Conto: Fique comigo essa noite

Olá, leitores de outra galáxia! Acredito que vocês já tenham me visto como colaboradora na tag "Na Cabeceira" aqui no blog. Bem, às vezes um café, uma madrugada e uma trilha sonora favorecem a chegada de pequenas inspirações de maneira que passarei a compartilhá-las um pouquinho com vocês por aqui também. Espero que vocês gostem! :)
- São tantos riscos...
-Eu não me importo, você sabe.
-Mas eu, sim, você também sabe.

Ela suspirou como se todos os argumentos não fossem o bastante, como se a tentativa fosse falhar miseravelmente. Ela agiu como se não valesse a pena o esforço embora sua garganta tivesse timbre e alcance suficientes para convencer três quarteirões. Mas como normalmente acontecia, ela manteve um suspiro como última palavra. Ele se aproximou e tomou sua nuca com certa pressão. O calor que emanava de suas mãos suavizou a tensão em seus ombros imediatamente. Ele abaixou de modo que suas testas se tocassem e em questão de segundos seus olhos estavam fechados.

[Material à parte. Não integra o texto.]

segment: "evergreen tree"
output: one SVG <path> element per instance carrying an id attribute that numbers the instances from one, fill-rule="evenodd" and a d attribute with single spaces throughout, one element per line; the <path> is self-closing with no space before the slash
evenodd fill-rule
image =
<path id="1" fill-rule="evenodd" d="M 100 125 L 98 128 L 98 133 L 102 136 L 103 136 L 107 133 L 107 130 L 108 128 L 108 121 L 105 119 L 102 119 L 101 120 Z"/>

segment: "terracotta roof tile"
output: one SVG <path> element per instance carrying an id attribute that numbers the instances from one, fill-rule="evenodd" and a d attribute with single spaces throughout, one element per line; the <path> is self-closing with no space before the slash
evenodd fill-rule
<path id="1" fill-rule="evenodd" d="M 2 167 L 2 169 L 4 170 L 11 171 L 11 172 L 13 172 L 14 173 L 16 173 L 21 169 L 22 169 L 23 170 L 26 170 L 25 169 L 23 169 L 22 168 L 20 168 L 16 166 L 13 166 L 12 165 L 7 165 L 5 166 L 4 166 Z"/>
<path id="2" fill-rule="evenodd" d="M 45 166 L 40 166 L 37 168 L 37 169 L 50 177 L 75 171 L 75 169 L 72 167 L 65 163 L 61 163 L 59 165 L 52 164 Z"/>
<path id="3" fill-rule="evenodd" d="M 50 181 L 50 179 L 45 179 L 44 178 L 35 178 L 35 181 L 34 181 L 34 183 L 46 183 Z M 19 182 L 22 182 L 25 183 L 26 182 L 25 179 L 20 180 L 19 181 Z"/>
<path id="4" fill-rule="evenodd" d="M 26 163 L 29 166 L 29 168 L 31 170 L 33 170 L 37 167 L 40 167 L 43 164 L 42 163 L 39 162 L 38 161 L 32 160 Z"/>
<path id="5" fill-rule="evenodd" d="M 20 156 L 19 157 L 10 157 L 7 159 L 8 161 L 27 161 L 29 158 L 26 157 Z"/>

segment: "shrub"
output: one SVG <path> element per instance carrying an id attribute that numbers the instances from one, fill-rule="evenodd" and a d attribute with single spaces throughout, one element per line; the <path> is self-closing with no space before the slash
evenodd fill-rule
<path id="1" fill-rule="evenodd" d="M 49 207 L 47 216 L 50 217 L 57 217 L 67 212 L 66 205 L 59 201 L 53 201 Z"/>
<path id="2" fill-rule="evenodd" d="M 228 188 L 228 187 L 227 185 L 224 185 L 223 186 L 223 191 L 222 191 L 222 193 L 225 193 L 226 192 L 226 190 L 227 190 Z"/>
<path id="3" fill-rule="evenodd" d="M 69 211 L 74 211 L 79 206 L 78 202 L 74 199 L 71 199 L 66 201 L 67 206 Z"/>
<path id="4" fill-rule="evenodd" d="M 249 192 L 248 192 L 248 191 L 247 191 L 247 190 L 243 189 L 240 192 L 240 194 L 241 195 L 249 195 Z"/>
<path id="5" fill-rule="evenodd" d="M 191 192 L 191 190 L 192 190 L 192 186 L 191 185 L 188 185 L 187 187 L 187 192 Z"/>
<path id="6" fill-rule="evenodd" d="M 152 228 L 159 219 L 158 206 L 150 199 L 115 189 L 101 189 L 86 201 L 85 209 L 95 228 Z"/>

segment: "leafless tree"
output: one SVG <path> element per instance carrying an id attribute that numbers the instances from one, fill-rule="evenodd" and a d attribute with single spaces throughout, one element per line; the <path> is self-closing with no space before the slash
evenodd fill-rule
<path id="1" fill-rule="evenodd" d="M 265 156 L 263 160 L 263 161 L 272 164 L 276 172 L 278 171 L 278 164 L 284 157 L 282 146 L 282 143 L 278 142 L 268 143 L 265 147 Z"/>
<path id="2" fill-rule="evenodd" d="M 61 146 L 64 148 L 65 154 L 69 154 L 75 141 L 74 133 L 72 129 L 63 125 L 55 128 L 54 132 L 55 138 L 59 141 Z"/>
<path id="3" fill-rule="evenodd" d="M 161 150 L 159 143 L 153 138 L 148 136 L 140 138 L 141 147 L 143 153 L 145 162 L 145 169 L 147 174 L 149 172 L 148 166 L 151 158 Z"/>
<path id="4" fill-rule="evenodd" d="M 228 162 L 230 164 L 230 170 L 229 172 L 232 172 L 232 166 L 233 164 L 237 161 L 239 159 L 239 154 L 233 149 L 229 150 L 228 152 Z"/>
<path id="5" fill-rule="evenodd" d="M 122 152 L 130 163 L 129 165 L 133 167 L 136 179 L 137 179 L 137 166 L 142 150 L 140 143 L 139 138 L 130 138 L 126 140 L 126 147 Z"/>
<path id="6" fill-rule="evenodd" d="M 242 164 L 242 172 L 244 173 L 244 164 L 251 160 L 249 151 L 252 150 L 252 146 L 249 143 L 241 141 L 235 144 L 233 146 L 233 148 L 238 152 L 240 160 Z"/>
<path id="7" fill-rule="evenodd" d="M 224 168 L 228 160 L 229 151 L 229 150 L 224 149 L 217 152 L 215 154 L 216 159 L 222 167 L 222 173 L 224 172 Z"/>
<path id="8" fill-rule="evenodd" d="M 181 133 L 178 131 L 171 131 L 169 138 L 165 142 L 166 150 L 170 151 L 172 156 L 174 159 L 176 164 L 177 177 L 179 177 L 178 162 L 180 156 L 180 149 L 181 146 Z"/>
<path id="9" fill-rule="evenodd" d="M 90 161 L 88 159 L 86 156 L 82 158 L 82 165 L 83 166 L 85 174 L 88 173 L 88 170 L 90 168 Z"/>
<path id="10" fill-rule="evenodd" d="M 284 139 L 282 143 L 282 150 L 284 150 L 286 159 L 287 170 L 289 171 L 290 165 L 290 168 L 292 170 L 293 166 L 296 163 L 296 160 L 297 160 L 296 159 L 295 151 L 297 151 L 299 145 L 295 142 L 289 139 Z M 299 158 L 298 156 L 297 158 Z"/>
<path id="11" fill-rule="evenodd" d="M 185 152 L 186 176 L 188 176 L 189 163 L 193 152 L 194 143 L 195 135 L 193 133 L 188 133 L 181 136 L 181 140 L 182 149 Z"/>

- Você não entende... – seu hálito morno adormecendo seus cílios. O cheiro cítrico, agora mais intenso, preenchia o pequeno espaço de ar que os separava. Ela queria poder arrancar alguma voz, qualquer uma que pudesse dizer que ela compreendia. – Eu vou me apaixonar por você, Emmy.
Por um instante seus joelhos ameaçaram desabar e seus dedos escorregadios agarraram com mais força o tecido do casaco que o vestia. Será que ela aparentava estar tão desestabilizada como de fato sentia que estava?

- Então se apaixone. - Um sopro fraco foi emitido no lugar de sua voz. A pressão em sua nuca aumentou consideravelmente e ela percebeu que sim, ele escutara. Mas nada foi dito e Emmy pôde agradecer pelos segundos silenciosos que se seguiram. Se ela ao menos soubesse que a compra daquela passagem para outro estado a levaria àquele fim de tarde de novembro... 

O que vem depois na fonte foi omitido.